Article de M. Jean-Yves Nau lu le 16 janvier 2008 sur le site du Monde
http://www.lemonde.fr/web/article/0,1-0@2-3244,36-999946@51-628865,0.html
Les phénomènes de multirésistance des bactéries aux antibiotiques utilisés en médecine peuvent-ils aujourd'hui être observés à l'échelon planétaire ? On peut le craindre, au vu d'une étude de chercheurs suédois publiée dans le dernier numéro d'Emerging Infectious Diseases Journal, une revue des Centres américains pour le contrôle et la prévention des maladies. Dirigés par le docteur Björn Olsen (université d'Uppsala), ces scientifiques ont voulu savoir si les bactéries Escherichia coli présentes chez les oiseaux vivant dans l'Arctique étaient résistantes aux antibiotiques, comme elles peuvent fréquemment l'être dans les pays industrialisés.
Organisée dans le cadre de l'Année polaire internationale, leur enquête a été menée dans trois régions reculées : le nord-est de la Sibérie, l'Alaska et le nord du Groenland. Des échantillons biologiques ont été prélevés dans les excréments ou le tube digestif de 97 oiseaux. Les souches bactériennes ont ensuite été testées vis-à-vis de 17 types de médicaments antibiotiques couvrant tout le spectre de ceux habituellement utilisés en médecine. Les chercheurs suédois expliquent, au total, avoir pu mettre en évidence des phénomènes de résistance bactérienne pour 14 des 17 antibiotiques.

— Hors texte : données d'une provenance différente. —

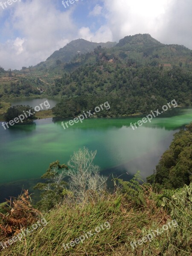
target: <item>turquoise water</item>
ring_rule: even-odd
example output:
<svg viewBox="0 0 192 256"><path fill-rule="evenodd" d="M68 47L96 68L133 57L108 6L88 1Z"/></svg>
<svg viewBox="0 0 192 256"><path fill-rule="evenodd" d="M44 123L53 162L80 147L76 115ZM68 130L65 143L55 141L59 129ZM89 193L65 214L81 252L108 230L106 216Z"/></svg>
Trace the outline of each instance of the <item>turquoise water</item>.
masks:
<svg viewBox="0 0 192 256"><path fill-rule="evenodd" d="M73 151L84 146L97 150L95 163L103 174L131 175L139 169L145 178L153 173L173 135L192 121L191 109L178 111L134 131L130 122L141 117L89 119L66 130L52 118L6 130L0 122L0 183L30 184L50 163L58 160L67 163Z"/></svg>

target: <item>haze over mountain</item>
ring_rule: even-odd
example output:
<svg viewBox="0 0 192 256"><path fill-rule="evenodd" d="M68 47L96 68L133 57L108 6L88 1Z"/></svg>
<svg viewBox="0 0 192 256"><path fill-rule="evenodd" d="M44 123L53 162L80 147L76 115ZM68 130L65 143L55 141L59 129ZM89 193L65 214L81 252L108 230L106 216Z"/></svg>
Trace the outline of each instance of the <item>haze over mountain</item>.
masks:
<svg viewBox="0 0 192 256"><path fill-rule="evenodd" d="M58 60L62 63L69 62L78 54L90 52L99 45L103 48L111 48L116 44L116 42L94 43L83 39L74 40L58 51L54 52L43 64L45 64L47 67L50 67Z"/></svg>

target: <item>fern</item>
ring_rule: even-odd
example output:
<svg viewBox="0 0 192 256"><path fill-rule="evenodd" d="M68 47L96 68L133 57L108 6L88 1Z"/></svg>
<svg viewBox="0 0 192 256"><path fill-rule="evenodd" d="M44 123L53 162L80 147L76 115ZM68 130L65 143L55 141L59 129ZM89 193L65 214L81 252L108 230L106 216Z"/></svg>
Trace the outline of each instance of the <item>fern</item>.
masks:
<svg viewBox="0 0 192 256"><path fill-rule="evenodd" d="M137 172L130 181L124 181L120 179L115 179L122 186L122 192L125 194L129 201L132 201L137 206L146 205L144 198L144 189L140 184L140 182L143 182Z"/></svg>
<svg viewBox="0 0 192 256"><path fill-rule="evenodd" d="M167 204L165 202L165 199L171 200L172 196L174 195L175 191L170 189L163 189L162 194L156 194L154 192L151 192L153 199L156 203L157 206L160 207L165 207L167 208Z"/></svg>

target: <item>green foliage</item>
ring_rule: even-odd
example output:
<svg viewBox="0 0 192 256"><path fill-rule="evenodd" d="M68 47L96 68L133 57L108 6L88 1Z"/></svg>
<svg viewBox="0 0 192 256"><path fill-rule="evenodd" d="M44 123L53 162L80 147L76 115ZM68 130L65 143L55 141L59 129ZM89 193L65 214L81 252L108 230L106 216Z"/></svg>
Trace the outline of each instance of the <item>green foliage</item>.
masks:
<svg viewBox="0 0 192 256"><path fill-rule="evenodd" d="M169 149L163 155L153 175L147 178L168 189L182 187L192 180L192 123L175 134Z"/></svg>
<svg viewBox="0 0 192 256"><path fill-rule="evenodd" d="M41 210L49 210L62 201L67 196L71 195L71 193L68 191L67 193L67 190L65 190L67 183L64 179L67 175L67 166L60 165L58 160L50 163L46 172L41 176L45 182L38 183L34 187L35 189L43 191L41 195L41 199L37 204Z"/></svg>
<svg viewBox="0 0 192 256"><path fill-rule="evenodd" d="M30 111L31 113L29 115L27 112L27 111ZM4 114L4 116L6 121L9 122L11 120L14 120L16 117L18 118L18 116L20 115L23 115L25 117L25 119L23 121L23 122L31 122L35 119L35 115L33 114L34 111L33 108L29 107L29 105L27 106L17 105L9 108L7 112ZM23 111L25 111L25 113L28 116L27 117L25 116ZM29 115L30 116L29 116Z"/></svg>
<svg viewBox="0 0 192 256"><path fill-rule="evenodd" d="M122 191L129 201L131 201L137 206L145 205L144 198L144 188L140 185L143 181L141 178L140 172L138 172L130 181L124 181L120 179L115 179L122 186Z"/></svg>

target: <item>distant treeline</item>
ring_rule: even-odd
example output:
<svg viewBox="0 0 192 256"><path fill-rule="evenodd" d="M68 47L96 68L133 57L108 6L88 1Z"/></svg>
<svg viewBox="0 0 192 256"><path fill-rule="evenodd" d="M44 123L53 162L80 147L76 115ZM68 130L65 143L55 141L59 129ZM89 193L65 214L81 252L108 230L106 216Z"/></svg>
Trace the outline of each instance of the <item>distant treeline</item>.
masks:
<svg viewBox="0 0 192 256"><path fill-rule="evenodd" d="M108 101L109 111L98 115L115 116L148 113L175 99L178 105L192 102L192 74L181 68L164 71L161 67L115 68L104 64L102 68L85 66L55 81L48 93L65 97L54 113L73 117Z"/></svg>

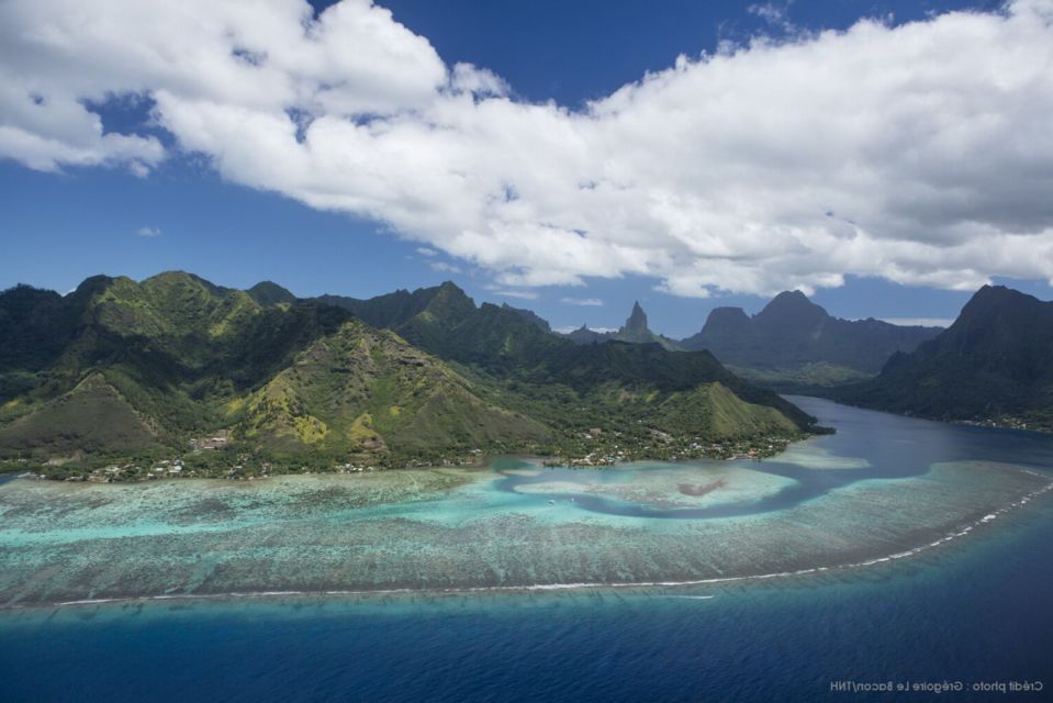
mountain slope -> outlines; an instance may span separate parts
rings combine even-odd
[[[877,378],[832,395],[939,420],[1053,428],[1053,302],[985,286],[942,334],[894,356]]]
[[[142,283],[93,277],[66,297],[0,293],[0,450],[47,451],[48,437],[58,453],[78,437],[90,450],[181,447],[222,422],[229,397],[348,317],[314,303],[264,308],[181,272]],[[88,432],[93,421],[97,432]],[[142,423],[149,436],[135,428]],[[116,438],[124,435],[136,440]]]
[[[709,349],[751,380],[799,388],[877,373],[893,354],[910,352],[939,332],[873,319],[840,320],[792,291],[780,293],[752,317],[739,308],[717,308],[702,332],[680,344]]]
[[[692,432],[704,436],[704,414],[690,395],[712,383],[721,383],[748,405],[775,409],[788,419],[793,432],[814,426],[814,419],[736,377],[708,352],[673,353],[659,344],[612,339],[578,345],[546,333],[515,309],[489,303],[477,308],[450,282],[366,301],[329,300],[357,310],[363,319],[391,322],[391,328],[414,346],[457,365],[496,404],[570,434],[597,424],[631,426],[634,433],[664,432],[679,412]],[[394,310],[402,316],[391,314]],[[627,331],[652,334],[639,305],[634,312]],[[774,426],[768,420],[757,426],[761,425]],[[748,436],[747,426],[752,425],[746,423],[737,436]],[[787,424],[780,427],[786,432]]]
[[[206,475],[471,450],[595,461],[772,449],[814,428],[707,352],[575,345],[449,282],[326,300],[181,272],[0,293],[0,458],[182,456]],[[647,328],[642,311],[630,322]]]
[[[658,344],[670,350],[680,350],[683,347],[674,339],[651,332],[647,323],[647,313],[640,308],[639,301],[632,303],[632,310],[617,332],[596,332],[582,325],[562,335],[574,344],[603,344],[604,342],[629,342],[631,344]]]

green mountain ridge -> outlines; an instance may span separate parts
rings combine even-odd
[[[450,282],[365,301],[182,272],[93,277],[66,297],[18,287],[0,294],[0,456],[181,455],[222,433],[229,449],[201,470],[220,457],[315,468],[509,451],[610,459],[773,446],[814,428],[708,353],[578,346],[528,312],[477,306]],[[596,428],[608,434],[590,445]]]
[[[841,320],[800,291],[786,291],[752,317],[741,308],[716,308],[699,333],[679,344],[709,349],[754,383],[822,392],[875,376],[894,354],[911,352],[939,333],[874,319]]]
[[[1053,302],[984,286],[939,336],[830,397],[936,420],[1053,429]]]

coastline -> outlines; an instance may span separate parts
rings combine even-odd
[[[1027,473],[1049,479],[1035,471],[1022,469]],[[660,593],[663,590],[690,589],[704,585],[729,585],[729,584],[749,584],[755,582],[775,582],[783,579],[802,579],[822,574],[851,574],[872,567],[881,567],[899,562],[905,559],[929,554],[939,550],[952,543],[961,542],[961,538],[968,536],[977,529],[995,523],[999,517],[1019,511],[1029,503],[1041,500],[1053,491],[1053,481],[1048,481],[1041,488],[1026,493],[1019,499],[996,507],[990,512],[982,511],[985,514],[974,516],[973,518],[961,523],[946,532],[943,536],[937,537],[931,542],[923,542],[916,546],[900,549],[894,553],[872,555],[859,560],[845,561],[842,563],[832,563],[824,566],[804,567],[793,570],[764,572],[764,573],[742,573],[721,577],[710,577],[702,579],[685,580],[654,580],[654,581],[626,581],[626,582],[570,582],[570,583],[535,583],[535,584],[511,584],[511,585],[462,585],[448,588],[377,588],[377,589],[334,589],[334,590],[260,590],[260,591],[234,591],[224,593],[144,593],[114,595],[108,598],[85,598],[68,601],[52,602],[18,602],[0,604],[0,617],[3,613],[32,612],[42,610],[69,609],[81,606],[100,605],[127,605],[143,603],[193,603],[193,602],[224,602],[240,600],[266,600],[266,599],[377,599],[385,596],[456,596],[456,595],[485,595],[485,594],[516,594],[516,593],[539,593],[539,592],[603,592],[612,591],[641,591]],[[697,596],[693,596],[697,598]],[[709,596],[704,596],[709,598]]]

Cette étude suit différents travaux qui avaient déjà mis en évidence un phénomène similaire chez des oiseaux migrateurs présents en Amérique du Nord et en Europe.
Plusieurs hypothèses peuvent être avancées pour expliquer l'apparition d'une antibiorésistance chez des oiseaux sauvages dans des régions où l'homme est quasiment absent. On peut imaginer que ce phénomène est la conséquence de mutations spontanées au sein du génome de la bactérie Escherichia coli, ou du transfert de gènes de résistance à partir du génome d'autres bactéries naturellement présentes dans l'environnement (transmission dite "horizontale").
Les bactéries multirésistantes aux antibiotiques peuvent aussi être importées en Arctique, soit par des oiseaux migrateurs, soit du fait de la - rare - présence humaine via des aliments ou des excrétions, expliquent les chercheurs suédois.
La région du détroit de Béring est une zone où s'alimentent un grand nombre d'oiseaux. C'est aussi une zone de passage de nombreux migrateurs venus des six continents. On peut en conclure que la multirésistance bactérienne aux antibiotiques observée chez les oiseaux en Arctique a été acquise sous d'autres latitudes avant d'être transmise localement entre oiseaux.
"Ce travail montre clairement qu'il existe une dissémination passive de bactéries par les oiseaux migrateurs, l'hypothèse de mutations spontanées pouvant être exclue, estime Patrice Courvalin, directeur de l'unité des agents antibactériens de l'Institut Pasteur de Paris. Les résistances observées sont aussi celles qui sont le plus fréquemment observées chez des bactéries pathogènes pour l'homme. On peut dire aujourd'hui que la mondialisation des échanges, associée à la multiplicité et à l'efficacité des voies de dissémination de souches bactériennes multirésistantes, fait que personne, quels que soient sa localisation géographique, son mode de vie, et son environnement, n'est protégé vis-à-vis de ce phénomène."